Again, companies that fail to collect and analyze the feedback of their customers will find themselves at a significant disadvantage.  Furthermore, Leonard Klie provides strong justification in a CRM Magazine article[4] for the argument that the key to success with VoC is the ability to derive actionable insights.  To achieve this level of practicality, VoC solutions go beyond surveys; they collect feedback from a multitude of channels, organizing and prioritizing all of the information based on business goals.

Future Revolution

And yet, analysis of such unstructured, qualitative feedback information can be challenging.  Simply the vastness of information from a well-designed feedback-collection program can leave companies scrambling in too many directions to be effective in their response.  This is the drive behind Fidelity Investments’ effort to identify “moments that matter”,[5] specific customer experiences which have the likelihood to create either detractors or promoters of the product or company.  But to make such predictive analytics – derived from unstructured input, no less – widely available, traditionally silo-specific functionality will need to achieve a high level of integration.
An Integrated Listening Platform will bridge the vendor-consumer gap 
The Web Analytics Demystified whitepaper mentioned here previously refers to this future capability as an “Integrated Listening Platform” that will combine a number of VoC tools as well as product and customer management functionality to bridge the gap between the offerings of a business and the needs of the customer, naming the following list as just the beginning:
  • Web analytics tools
  • Customer experience management tools
  • Testing platforms
  • Customer Relationship Management (CRM) platforms
Recognizing that advances in text mining are crucial to the inner workings of this integrated platform, “Team Demystified” posits the following:
These integrations will take advantage of tool-to-tool interface integrations or pre-built APIs [Application Programming Interfaces] to exchange data between systems, making customer feedback more integral to systems that have traditionally been customer-unaware.

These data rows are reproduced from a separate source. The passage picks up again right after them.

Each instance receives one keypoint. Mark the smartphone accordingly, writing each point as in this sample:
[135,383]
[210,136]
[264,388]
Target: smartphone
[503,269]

Ultimately, the insights obtained from such integrated platforms will be without value unless the vendors choose to act in a timely manner with the needed changes.  Companies that can demonstrate such agility and responsiveness will have an edge over their competitors.  In today’s hyper-connected world of consumers and ready availability of marketplace choices, this edge can very easily determine which businesses thrive and which collapse.  And as the availability of computing resources continues to grow at an increasing rate, free-market competition will revolutionize the implementation of VoC into something completely unimaginable just two decades ago when it was born.  Such acknowledgement of the value of customer feedback can only lead to a world where the customer is king and quality reigns supreme.


[1] Griffin, Abbie and John R. Hauser, “The Voice of the Customer”, Marketing Science, 12 (1), 1993, pp 1-27.
[2] Capitalizing on Voice of Customer, a collaborative e-book, 2010.
[3] Greco, Adam, “The Future of Voice of Customer”, Web Analytics Demystified, Inc., 2012.
[4] Klie, Leonard, “Listening to the Voice of the Customer”, CRM Magazine, July 2012.
[5]Lessons Learned from the 2011 Voice of the Customer Award Winners”, (captured in a presentation prepared by Rapide) Forrester Research, Inc., 2011.